Записки вредителя. Побег из ГУЛАГа - Владимир Чернавин 7 стр.


- Это вздор. Я прекрасно помню, что в январе 1929 года наши траулеры превосходно промышляли. О наличии рыбы у Медвежьих островов мы слышали помимо океанографического института, из английской промышленной газеты, капитанам было об этом сообщено, но они не пошли туда, имея хорошие уловы гораздо ближе.

- Да, мы это проверили, но научные сотрудники Океанографического института, - мрачно бубнит латыш, - института, учреждения, возглавляемого профессором-коммунистом товарищем Месяцевым, в специально для нас написанном сообщении дают твердые указания, что если бы суда ловили в это время у Медвежьих островов, улов был бы лучше, они также определенно указывают, что сделано это было намеренно, с вредительской целью.

- Не думаю, что они могли это точно знать, - говорю я сдержанно. - Их судно "Персей" имеет трал, годный только для зоологических сборов, определить же густоту косяков рыбы можно только промышленным тралом.

Фигуру Месяцева я хорошо себе представлял. Он был широко известен своей крайней беспринципностью, поразительным цинизмом и полной беззастенчивостью в использовании чужих материалов. Его связь с ГПУ также не была тайной. Успех его научной карьеры зависел от партийного билета, заменившего ему научную диссертацию.

- Может быть, вы найдете время изложить нам письменно ваши соображения о работе океанографического института? - любезно предлагает следователь. - Как вы относитесь, например, к определению институтом запасов Баренцева моря?
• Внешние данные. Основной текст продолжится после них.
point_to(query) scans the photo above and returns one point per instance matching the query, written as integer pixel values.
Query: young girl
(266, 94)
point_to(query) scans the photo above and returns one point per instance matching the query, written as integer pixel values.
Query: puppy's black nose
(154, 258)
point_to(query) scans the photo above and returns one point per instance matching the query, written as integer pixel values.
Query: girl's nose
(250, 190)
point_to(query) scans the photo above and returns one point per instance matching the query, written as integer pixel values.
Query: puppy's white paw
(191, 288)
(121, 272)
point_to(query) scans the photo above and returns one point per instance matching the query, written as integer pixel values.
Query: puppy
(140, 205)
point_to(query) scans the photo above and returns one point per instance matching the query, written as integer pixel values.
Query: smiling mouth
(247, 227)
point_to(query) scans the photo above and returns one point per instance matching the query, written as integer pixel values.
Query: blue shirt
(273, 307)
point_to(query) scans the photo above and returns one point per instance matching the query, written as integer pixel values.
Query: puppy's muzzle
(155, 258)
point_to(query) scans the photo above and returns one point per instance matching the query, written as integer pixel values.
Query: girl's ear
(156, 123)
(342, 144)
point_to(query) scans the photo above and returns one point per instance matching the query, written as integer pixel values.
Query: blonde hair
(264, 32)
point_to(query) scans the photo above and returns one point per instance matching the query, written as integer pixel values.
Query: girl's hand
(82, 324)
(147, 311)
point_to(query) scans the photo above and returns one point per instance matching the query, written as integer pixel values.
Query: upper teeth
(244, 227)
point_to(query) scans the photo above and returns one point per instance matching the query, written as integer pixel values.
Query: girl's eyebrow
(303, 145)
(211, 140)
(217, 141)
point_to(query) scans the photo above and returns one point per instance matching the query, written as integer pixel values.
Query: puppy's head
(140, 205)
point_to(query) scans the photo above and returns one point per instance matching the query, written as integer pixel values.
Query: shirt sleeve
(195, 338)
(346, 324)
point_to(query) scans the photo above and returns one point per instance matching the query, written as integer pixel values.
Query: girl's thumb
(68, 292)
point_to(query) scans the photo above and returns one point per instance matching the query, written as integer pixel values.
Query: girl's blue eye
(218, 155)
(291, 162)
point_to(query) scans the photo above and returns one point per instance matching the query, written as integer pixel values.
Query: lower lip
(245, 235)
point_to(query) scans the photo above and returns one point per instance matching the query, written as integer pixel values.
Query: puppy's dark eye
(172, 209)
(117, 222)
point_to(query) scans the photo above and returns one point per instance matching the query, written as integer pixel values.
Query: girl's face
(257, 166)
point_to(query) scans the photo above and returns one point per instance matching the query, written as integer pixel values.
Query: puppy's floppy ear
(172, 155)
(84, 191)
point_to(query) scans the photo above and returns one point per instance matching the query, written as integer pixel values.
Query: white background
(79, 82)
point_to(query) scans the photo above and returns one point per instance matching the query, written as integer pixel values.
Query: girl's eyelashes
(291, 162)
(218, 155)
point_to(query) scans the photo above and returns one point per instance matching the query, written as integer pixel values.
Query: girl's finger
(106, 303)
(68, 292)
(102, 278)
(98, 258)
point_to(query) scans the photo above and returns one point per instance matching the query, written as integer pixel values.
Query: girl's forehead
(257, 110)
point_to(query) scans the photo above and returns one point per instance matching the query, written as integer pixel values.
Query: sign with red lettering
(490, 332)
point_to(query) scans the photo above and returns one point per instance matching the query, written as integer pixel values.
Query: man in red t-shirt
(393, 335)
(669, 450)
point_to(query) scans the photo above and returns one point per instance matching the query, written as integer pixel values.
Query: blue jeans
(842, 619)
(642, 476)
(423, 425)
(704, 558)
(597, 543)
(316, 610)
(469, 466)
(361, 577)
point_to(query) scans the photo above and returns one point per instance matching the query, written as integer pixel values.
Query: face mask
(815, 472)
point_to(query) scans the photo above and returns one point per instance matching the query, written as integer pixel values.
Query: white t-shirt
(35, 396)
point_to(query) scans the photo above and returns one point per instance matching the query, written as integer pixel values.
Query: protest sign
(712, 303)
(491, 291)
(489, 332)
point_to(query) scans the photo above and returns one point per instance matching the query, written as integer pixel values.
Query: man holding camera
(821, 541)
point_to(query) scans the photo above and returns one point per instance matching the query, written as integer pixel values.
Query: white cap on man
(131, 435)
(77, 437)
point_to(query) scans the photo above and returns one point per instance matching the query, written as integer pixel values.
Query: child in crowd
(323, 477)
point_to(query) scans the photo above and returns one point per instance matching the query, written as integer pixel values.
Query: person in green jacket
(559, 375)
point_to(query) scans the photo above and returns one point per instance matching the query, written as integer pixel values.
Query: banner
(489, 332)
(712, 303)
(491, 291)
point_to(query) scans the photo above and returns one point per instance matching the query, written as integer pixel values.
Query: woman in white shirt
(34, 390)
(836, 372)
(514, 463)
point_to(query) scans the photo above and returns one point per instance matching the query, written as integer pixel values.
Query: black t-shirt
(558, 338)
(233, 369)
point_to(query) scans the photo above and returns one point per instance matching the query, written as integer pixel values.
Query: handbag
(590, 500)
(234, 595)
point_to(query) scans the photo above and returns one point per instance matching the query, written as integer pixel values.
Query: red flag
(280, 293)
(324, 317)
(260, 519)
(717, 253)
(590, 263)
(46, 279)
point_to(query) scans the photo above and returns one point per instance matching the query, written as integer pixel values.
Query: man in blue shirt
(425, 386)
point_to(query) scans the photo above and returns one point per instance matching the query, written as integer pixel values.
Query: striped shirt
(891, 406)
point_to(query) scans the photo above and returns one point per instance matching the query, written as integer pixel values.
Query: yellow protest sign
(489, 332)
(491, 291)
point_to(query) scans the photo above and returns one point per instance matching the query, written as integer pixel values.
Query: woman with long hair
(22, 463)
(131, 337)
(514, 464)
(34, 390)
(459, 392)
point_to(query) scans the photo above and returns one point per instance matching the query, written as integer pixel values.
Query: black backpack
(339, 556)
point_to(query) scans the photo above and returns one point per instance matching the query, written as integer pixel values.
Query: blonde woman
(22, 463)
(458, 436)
- Я пока незнаком с тем, что сделано институтом в этом направлении, - отвечаю я уклончиво, думая про себя, что меня на этом не поймаешь и доносов меня писать не заставишь.

- А вы лично как относитесь к возможности в Баренцевом море, предположенного планом количества рыбы? - спрашивает меня следовательша, пристально глядя.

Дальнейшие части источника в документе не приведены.